Les négociations entre la Coalition avenir Québec et l'Action démocratique du Québec portent sur des questions de principe, soutient le chef adéquiste Gérard Deltell. La réalité est moins élégante.

Les discussions qui durent depuis un mois entre François Legault et le chef adéquiste portent surtout sur des questions plus triviales; le rôle des transfuges dans la petite formation à l'Assemblée nationale. Surtout, on discute encore de l'avenir de Sylvie Roy, députée adéquiste de Lotbinière et leader parlementaire de l'ADQ.

En vertu de la nouvelle carte électorale dessinée par le Directeur général des élections, la circonscription qu'elle représente disparaîtra au prochain scrutin. Son territoire se trouve fusionné à la circonscription de Frontenac, représentée par le ministre Laurent Lessard. Ancien maire de Thetford, M. Lessard semble indélogeable.

Mme Roy devra se trouver une circonscription; or, le seul endroit naturel est Chute-de-la-Chaudière, que représente l'adéquiste devenu indépendant Marc Picard. Ce dernier est déterminé à se représenter même s'il a dit le contraire quand il a claqué la porte de l'ADQ, avec Éric Caire. Le tandem était d'ailleurs cette semaine au cocktail de financement de François Legault, à Québec. «M. Picard a été leader parlementaire de l'ADQ avant que je ne le sois, a rappelé Mme Roy à La Presse. Il ne fait pas partie de mes amis», lance-t-elle sans détour.

Même avant les élections, le partage des responsabilités parlementaires - et, par conséquent, des primes - reste une source de tension; Daniel Ratthé et Benoît Charrette, qui ont parié sur la CAQ et quitté le PQ, sont aussi en droit de réclamer des responsabilités. À l'ADQ, François Bonnardel entretient depuis longtemps d'excellentes relations avec François Legault, tandis que le chef Deltell est un quasi-inconnu pour l'ancien ministre péquiste.

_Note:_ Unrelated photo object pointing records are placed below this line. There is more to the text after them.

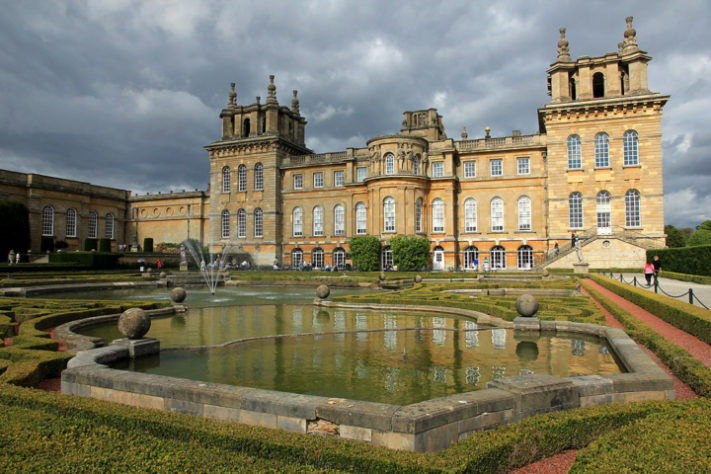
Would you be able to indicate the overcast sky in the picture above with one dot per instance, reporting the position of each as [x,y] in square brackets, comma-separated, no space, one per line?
[125,93]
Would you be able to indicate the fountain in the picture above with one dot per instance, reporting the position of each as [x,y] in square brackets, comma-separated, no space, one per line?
[212,269]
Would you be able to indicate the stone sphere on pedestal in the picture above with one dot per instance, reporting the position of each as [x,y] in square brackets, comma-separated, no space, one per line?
[134,323]
[526,305]
[178,294]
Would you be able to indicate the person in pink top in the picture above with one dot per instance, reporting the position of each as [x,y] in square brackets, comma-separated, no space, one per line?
[648,272]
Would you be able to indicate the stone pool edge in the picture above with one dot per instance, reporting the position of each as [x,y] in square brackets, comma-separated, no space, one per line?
[431,425]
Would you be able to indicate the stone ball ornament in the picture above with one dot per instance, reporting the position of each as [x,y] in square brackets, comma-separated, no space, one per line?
[134,323]
[178,294]
[526,305]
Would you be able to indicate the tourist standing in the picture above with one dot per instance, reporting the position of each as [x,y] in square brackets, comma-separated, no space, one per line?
[657,268]
[648,272]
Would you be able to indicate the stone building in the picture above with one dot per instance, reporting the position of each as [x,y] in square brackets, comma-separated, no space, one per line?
[594,169]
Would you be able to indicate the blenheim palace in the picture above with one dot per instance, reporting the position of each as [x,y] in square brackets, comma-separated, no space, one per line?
[594,169]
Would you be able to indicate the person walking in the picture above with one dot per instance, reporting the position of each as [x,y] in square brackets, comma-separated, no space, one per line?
[648,272]
[657,268]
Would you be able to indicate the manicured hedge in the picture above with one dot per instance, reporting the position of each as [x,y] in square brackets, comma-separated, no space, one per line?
[689,370]
[674,440]
[692,260]
[692,319]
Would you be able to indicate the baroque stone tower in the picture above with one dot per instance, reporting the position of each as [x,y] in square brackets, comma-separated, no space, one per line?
[245,177]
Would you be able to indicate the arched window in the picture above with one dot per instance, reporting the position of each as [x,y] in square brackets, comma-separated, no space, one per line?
[339,221]
[339,259]
[498,257]
[631,150]
[93,225]
[225,224]
[297,222]
[246,128]
[471,258]
[602,151]
[48,221]
[525,257]
[109,226]
[575,208]
[242,178]
[361,218]
[437,215]
[603,210]
[318,221]
[258,177]
[317,258]
[389,215]
[470,215]
[226,179]
[524,213]
[297,259]
[574,157]
[387,258]
[71,227]
[632,214]
[258,222]
[389,164]
[497,215]
[241,223]
[598,84]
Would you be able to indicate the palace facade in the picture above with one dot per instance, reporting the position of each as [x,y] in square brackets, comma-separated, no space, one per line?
[594,169]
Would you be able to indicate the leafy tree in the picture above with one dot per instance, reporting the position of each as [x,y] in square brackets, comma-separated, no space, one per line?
[365,252]
[675,238]
[702,236]
[15,232]
[409,252]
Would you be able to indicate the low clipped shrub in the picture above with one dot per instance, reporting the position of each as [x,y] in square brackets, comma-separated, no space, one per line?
[689,370]
[692,319]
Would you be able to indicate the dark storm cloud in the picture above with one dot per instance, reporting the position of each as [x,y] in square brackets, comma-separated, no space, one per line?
[127,92]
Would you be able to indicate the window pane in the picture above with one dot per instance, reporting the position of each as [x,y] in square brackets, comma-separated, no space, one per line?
[574,157]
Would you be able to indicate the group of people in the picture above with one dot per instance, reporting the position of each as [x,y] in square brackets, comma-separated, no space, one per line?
[652,269]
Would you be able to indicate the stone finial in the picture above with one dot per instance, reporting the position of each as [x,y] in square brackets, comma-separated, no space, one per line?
[630,41]
[295,103]
[563,49]
[233,95]
[271,91]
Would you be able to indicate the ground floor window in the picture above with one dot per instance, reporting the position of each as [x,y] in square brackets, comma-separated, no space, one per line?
[339,259]
[387,258]
[525,257]
[317,258]
[297,259]
[498,258]
[471,258]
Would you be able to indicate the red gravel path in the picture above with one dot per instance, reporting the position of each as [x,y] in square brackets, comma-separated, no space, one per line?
[560,463]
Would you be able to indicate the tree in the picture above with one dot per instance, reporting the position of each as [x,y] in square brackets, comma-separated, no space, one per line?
[702,236]
[15,233]
[409,252]
[675,238]
[365,252]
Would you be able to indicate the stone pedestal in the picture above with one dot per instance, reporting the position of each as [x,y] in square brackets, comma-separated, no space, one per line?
[581,267]
[139,347]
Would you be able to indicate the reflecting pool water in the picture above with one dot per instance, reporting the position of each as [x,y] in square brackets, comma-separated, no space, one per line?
[364,355]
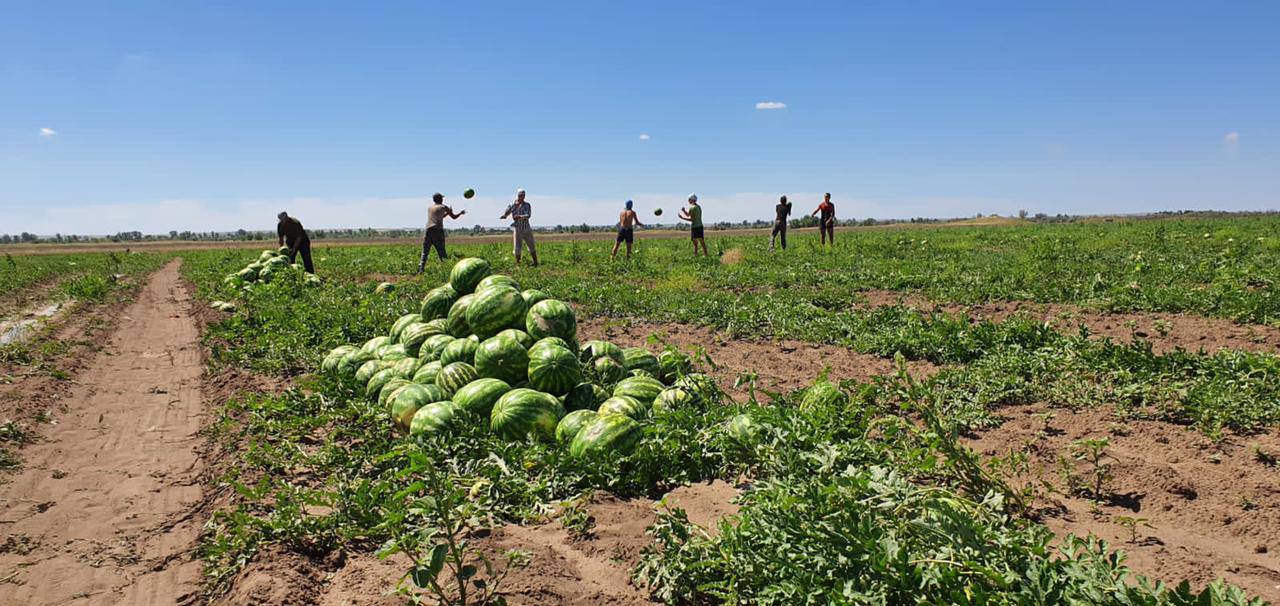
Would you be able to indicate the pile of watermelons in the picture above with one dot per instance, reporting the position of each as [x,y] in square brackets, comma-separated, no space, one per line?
[480,350]
[268,265]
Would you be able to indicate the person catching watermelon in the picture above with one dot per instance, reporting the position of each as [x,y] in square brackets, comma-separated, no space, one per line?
[291,233]
[694,215]
[627,222]
[827,222]
[522,233]
[434,233]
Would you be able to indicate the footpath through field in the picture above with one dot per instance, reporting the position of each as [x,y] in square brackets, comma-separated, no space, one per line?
[105,506]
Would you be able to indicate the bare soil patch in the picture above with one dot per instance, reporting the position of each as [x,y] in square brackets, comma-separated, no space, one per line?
[1165,332]
[782,365]
[1214,505]
[105,507]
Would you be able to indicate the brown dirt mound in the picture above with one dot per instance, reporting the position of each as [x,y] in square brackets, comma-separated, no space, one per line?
[1165,332]
[1215,506]
[782,365]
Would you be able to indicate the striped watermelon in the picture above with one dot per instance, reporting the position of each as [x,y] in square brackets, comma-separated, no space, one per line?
[643,388]
[479,396]
[502,358]
[595,350]
[584,396]
[521,413]
[572,423]
[434,419]
[640,359]
[494,309]
[456,376]
[608,436]
[460,350]
[553,369]
[625,406]
[428,373]
[438,301]
[402,323]
[434,346]
[533,296]
[552,318]
[458,326]
[467,273]
[497,279]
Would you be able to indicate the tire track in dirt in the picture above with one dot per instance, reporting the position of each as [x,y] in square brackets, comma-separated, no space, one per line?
[104,510]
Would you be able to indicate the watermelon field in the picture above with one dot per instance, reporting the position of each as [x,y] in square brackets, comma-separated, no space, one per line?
[1078,413]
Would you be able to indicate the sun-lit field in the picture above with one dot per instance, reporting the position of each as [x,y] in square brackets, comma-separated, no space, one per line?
[979,414]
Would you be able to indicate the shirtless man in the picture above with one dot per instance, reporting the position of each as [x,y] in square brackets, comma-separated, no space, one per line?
[627,222]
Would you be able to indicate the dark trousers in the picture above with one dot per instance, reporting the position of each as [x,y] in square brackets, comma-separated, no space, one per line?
[434,237]
[305,249]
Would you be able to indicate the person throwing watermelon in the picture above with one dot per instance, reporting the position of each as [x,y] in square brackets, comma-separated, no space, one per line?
[434,233]
[627,222]
[827,219]
[694,215]
[522,233]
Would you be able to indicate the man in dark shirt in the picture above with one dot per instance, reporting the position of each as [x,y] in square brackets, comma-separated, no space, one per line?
[434,235]
[780,222]
[291,233]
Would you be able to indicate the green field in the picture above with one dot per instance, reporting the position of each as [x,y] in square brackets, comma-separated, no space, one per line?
[864,496]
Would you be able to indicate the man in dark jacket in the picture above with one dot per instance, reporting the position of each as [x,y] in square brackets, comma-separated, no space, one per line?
[291,233]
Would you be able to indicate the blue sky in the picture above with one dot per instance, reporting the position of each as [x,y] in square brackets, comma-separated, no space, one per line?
[214,115]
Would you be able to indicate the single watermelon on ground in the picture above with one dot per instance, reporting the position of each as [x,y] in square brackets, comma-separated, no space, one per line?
[606,436]
[479,396]
[458,350]
[494,309]
[552,318]
[553,369]
[434,419]
[457,318]
[456,376]
[438,301]
[502,358]
[521,413]
[467,273]
[572,423]
[625,406]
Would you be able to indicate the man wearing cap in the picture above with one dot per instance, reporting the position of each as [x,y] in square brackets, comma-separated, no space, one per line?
[522,233]
[627,222]
[780,222]
[434,233]
[291,233]
[694,215]
[827,222]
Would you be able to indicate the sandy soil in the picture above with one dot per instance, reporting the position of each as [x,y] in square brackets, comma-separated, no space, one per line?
[1215,506]
[781,365]
[1185,331]
[103,510]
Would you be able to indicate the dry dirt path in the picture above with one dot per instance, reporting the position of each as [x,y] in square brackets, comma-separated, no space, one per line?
[105,506]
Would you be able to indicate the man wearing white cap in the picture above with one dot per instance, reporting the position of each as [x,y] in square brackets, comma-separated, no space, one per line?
[694,215]
[522,235]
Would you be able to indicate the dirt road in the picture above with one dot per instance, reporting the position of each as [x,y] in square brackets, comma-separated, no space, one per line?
[104,509]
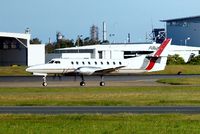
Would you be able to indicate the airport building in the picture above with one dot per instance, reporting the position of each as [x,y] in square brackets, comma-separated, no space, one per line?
[184,31]
[122,51]
[15,49]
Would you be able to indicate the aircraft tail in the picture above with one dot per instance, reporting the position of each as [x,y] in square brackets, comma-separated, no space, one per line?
[158,61]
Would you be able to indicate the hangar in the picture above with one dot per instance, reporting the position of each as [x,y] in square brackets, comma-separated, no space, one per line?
[15,49]
[184,31]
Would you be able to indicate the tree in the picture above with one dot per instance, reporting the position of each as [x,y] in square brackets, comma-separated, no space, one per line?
[195,60]
[35,41]
[175,60]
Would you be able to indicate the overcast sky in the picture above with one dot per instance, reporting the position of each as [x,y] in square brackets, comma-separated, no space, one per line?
[75,17]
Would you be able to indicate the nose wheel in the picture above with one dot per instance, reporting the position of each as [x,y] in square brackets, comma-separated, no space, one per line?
[82,83]
[102,83]
[44,83]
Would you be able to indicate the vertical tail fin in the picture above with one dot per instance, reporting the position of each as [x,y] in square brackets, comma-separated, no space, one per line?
[159,59]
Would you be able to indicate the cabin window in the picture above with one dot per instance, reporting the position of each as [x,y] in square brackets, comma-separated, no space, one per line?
[100,54]
[52,61]
[57,62]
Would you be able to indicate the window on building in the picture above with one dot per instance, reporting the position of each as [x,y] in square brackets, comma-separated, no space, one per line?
[100,54]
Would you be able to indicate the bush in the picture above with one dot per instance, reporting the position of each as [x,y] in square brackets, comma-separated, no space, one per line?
[175,60]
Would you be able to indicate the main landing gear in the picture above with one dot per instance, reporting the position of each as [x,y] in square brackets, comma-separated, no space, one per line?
[82,83]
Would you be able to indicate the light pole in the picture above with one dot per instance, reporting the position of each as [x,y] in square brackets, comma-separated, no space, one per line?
[186,40]
[78,41]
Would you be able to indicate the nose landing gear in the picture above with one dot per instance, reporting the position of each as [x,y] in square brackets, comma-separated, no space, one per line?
[44,83]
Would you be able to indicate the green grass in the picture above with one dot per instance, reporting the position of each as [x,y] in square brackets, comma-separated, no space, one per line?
[180,81]
[13,71]
[170,69]
[98,96]
[100,124]
[184,69]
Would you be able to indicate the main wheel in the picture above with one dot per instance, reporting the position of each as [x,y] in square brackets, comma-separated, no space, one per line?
[82,83]
[102,83]
[44,84]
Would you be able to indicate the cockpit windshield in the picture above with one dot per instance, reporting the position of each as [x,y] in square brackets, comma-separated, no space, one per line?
[54,62]
[51,61]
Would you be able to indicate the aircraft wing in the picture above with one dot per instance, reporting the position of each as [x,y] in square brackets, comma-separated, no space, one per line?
[108,70]
[96,70]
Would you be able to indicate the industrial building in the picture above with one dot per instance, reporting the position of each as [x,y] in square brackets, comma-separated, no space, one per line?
[122,51]
[15,49]
[184,31]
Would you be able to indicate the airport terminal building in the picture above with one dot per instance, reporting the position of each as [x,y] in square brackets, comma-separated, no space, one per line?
[15,49]
[184,31]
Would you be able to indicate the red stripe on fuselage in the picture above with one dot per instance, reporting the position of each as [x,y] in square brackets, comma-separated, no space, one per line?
[157,54]
[162,47]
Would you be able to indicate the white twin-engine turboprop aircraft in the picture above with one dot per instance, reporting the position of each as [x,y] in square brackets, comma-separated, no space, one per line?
[139,64]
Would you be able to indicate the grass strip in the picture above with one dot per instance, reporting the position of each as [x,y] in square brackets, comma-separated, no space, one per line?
[180,81]
[170,69]
[100,124]
[98,96]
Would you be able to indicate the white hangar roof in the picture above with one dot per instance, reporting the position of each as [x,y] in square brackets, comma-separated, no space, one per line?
[16,35]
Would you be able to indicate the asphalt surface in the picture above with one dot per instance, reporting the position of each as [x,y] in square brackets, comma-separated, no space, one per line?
[90,78]
[98,109]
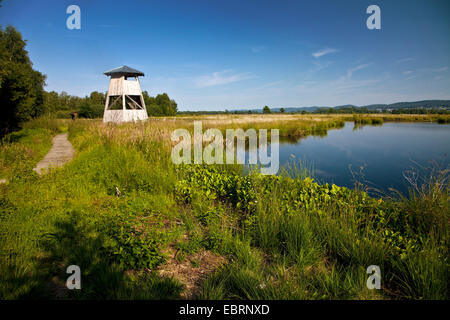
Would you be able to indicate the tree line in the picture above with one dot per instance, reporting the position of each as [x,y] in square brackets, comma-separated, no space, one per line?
[22,94]
[62,105]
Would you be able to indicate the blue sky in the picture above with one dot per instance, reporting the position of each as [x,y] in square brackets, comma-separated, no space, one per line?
[216,54]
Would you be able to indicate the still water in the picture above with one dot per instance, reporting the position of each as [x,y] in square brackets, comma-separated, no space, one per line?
[378,156]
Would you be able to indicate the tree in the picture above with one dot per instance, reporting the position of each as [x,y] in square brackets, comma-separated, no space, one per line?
[21,87]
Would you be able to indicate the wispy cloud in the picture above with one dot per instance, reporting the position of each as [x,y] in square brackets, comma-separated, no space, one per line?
[405,60]
[323,52]
[439,69]
[258,49]
[359,67]
[220,78]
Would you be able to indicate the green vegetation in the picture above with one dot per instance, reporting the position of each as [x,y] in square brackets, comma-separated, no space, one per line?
[266,109]
[21,87]
[124,213]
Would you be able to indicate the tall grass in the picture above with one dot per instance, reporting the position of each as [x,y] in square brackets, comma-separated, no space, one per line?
[122,211]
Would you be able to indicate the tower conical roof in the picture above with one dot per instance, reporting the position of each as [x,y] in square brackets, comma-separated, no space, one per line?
[124,70]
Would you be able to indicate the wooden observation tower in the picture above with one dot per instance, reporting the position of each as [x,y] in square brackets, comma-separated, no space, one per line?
[124,101]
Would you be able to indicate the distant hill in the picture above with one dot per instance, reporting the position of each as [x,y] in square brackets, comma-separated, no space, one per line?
[426,104]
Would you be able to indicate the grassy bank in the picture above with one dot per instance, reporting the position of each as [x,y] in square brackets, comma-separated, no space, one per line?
[141,228]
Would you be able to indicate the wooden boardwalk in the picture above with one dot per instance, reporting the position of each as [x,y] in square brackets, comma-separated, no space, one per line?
[61,152]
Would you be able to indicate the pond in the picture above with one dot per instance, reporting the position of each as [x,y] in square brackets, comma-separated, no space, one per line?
[377,156]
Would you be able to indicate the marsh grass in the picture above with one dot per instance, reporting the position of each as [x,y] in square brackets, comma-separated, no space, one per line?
[283,237]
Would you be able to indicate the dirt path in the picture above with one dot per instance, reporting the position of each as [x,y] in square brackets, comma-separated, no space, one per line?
[61,152]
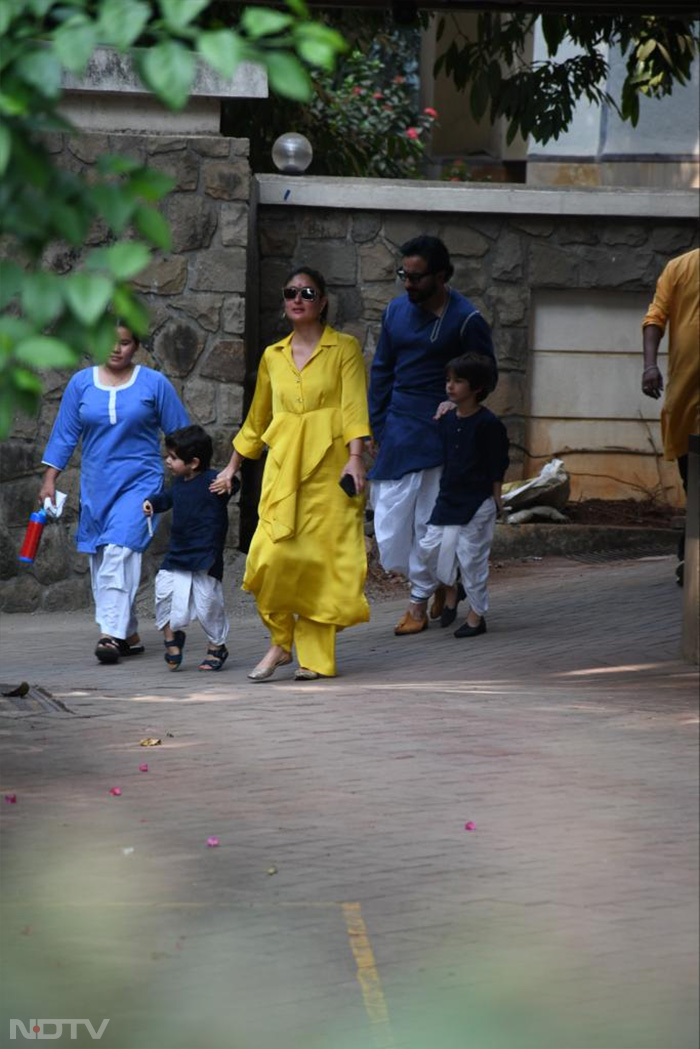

Incertitude pour l'avenir de certains adéquistes

La fusion des deux partis a des conséquences imprévues. La Coalition avenir Québec n'a pas l'intention de prendre à son compte les comités exécutifs adéquistes dans les circonscriptions. On veut repartir à neuf; François Legault va lui-même choisir et nommer les candidats à compter du début de 2012. Du coup, des adéquistes de longue date se retrouvent dans l'incertitude. C'est le cas du président-directeur général du parti, Christian Lévesque, qui voulait se représenter dans son ancienne circonscription, Lévis. Un congrès de fondation est prévu pour mars, après que l'ADQ eut fait valider par ses membres les conditions de la fusion avec la CAQ.

La question des «valeurs adéquistes» est plus facilement négociée que ces réalités concrètes. Depuis un moment, Gérard Deltell sait que François Legault n'accepte pas de faire sienne la proposition adéquiste de verser 100$ par semaine aux familles qui décident de garder un enfant à la maison, plutôt que d'occuper une place dans une garderie à 7$.

On s'est entendus assez facilement sur la question de la place du privé en santé, une question centrale pour l'ADQ. Vendredi, dans son dernier point de presse comme chef adéquiste, Gérard Deltell a rappelé que la mixité public-privé en santé était importante. François Legault se dira ouvert à un «projet-pilote» selon lequel les médecins pourront faire des actes dans une clinique privée après avoir fait leurs heures dans les établissements publics. «On ne peut pas du jour au lendemain changer ce qui existe, il faut y aller une étape à la fois», a dit M. Deltell, semblant satisfait d'un «projet-pilote». En revanche, à l'annonce de la fusion entre les deux partis, la semaine prochaine, on restera bien vague sur le fonctionnement exact de ce projet-pilote.